Sunday, August 23, 2009

265) Ashes and Diamonds (1958) and 266) Samson (1961)

265) Ashes and Diamonds (1958) Dir: Andrzej Wajda Date Released: May 1961 Date Seen: August 23, 2009 Rating: 3.25/5

266) Samson (1961) Dir: Andrzej Wajda Date Released (DVD): December 2004 Date Seen: August 23, 2009 Rating: 3.5/5

The amount of agency that the tortured protagonists of Ashes and Diamonds and Samson have by the end of either film delineates how they differ as martyrs. Ashes and Diamonds' Maciek (Zbigniew Cybulski) is doomed by the knowledge that his actions on behalf of the anti-Communist resistance are futile and hence cannot advance beyond his current stasis. Conversely, though Samson's Jakub (Serge Merlin) is wracked with guilt over his selfish need to distance himself from the ghetto he's escaped from, he simply has forgotten that he can make something of his freedom thanks to the opportunities the resistance supplies him with. Maciek's life, to use Wajda's recurring metaphor, is an permanently unbalanced house of cards while Jakub's has a sturdier foundation. 

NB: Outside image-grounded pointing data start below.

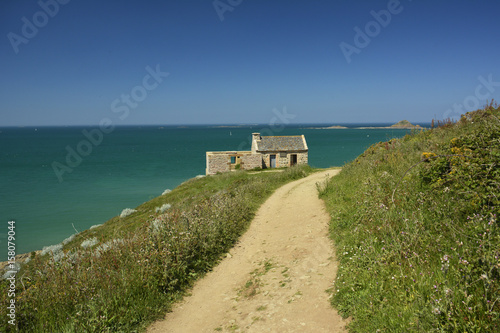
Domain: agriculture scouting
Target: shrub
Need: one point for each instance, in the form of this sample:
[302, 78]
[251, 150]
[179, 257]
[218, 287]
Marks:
[424, 257]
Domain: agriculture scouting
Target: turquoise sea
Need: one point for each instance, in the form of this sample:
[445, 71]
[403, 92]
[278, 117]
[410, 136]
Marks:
[125, 168]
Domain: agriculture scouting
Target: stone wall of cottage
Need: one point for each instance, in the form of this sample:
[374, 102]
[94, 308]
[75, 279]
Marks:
[284, 159]
[251, 161]
[221, 161]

This essential difference is paradoxical considering that, while both films were made more than a decade after WW2, Jakub's story takes place at the inception of the war and Maciek's just after armistice has been declared. Samson is a more involving story because its wracked hero has a shriveled but vital air of hope about him and yet, Jakub's final act of defiance is a hollow victory. It can only be re-imagined as an act of purely symbolic rebellion thanks to the grace of perspective. Jakub's story appears to be more pressing than Maciek's, but that sense of urgency is false. The miasma of indecision that Maciek sinks in is ironically more appropriate as it directly reflects the moral stagnation Wajda's filmmaking is responding to. It may be more monotonous than Samson, but it is intellectually more earnest.


  1. What also differs in ASHES... and SAMSON is Wajda's way of translating both his characters' loneliness into visual space that surrounds them. Maciek is free to roam about and he changes locales repeatedly in the course of the movie, more or less at will, whereas Jakub is being confined more than once to a space not of his choosing. It's motivated by the story, of course (Jakub is a fugitive from the ghetto and thus in constant need of a hidaway), but still I think that Maciek's ultimate doom is rooted in the deceptive spatial freedom he is given by Wajda. Jakub is a literal prisoner from the very start, and thus his final act of defiance had had time to grow and harden -- Maciek's was dilluted in his inability to take advantage of the freedom he was given. Death is imposed on unwilling Maciek; on the other hand, it is embraced by Jakub: the truer martyr of the two.

  2. Well said. What do I try next/what of Wajda's can you recommend?

  3. My favorite Wajda is the wistful and sad YOUNG GIRLS OF WILKO, which lost its well-deserved Oscar to TIN DRUM. LAND OF PROMISE, DANTON, LANDSCAPE AFTER THE BATTLE, MAN OF MARBLE -- are all well worth seeing. PAN TADEUSZ and ZEMSTA are to be avoided.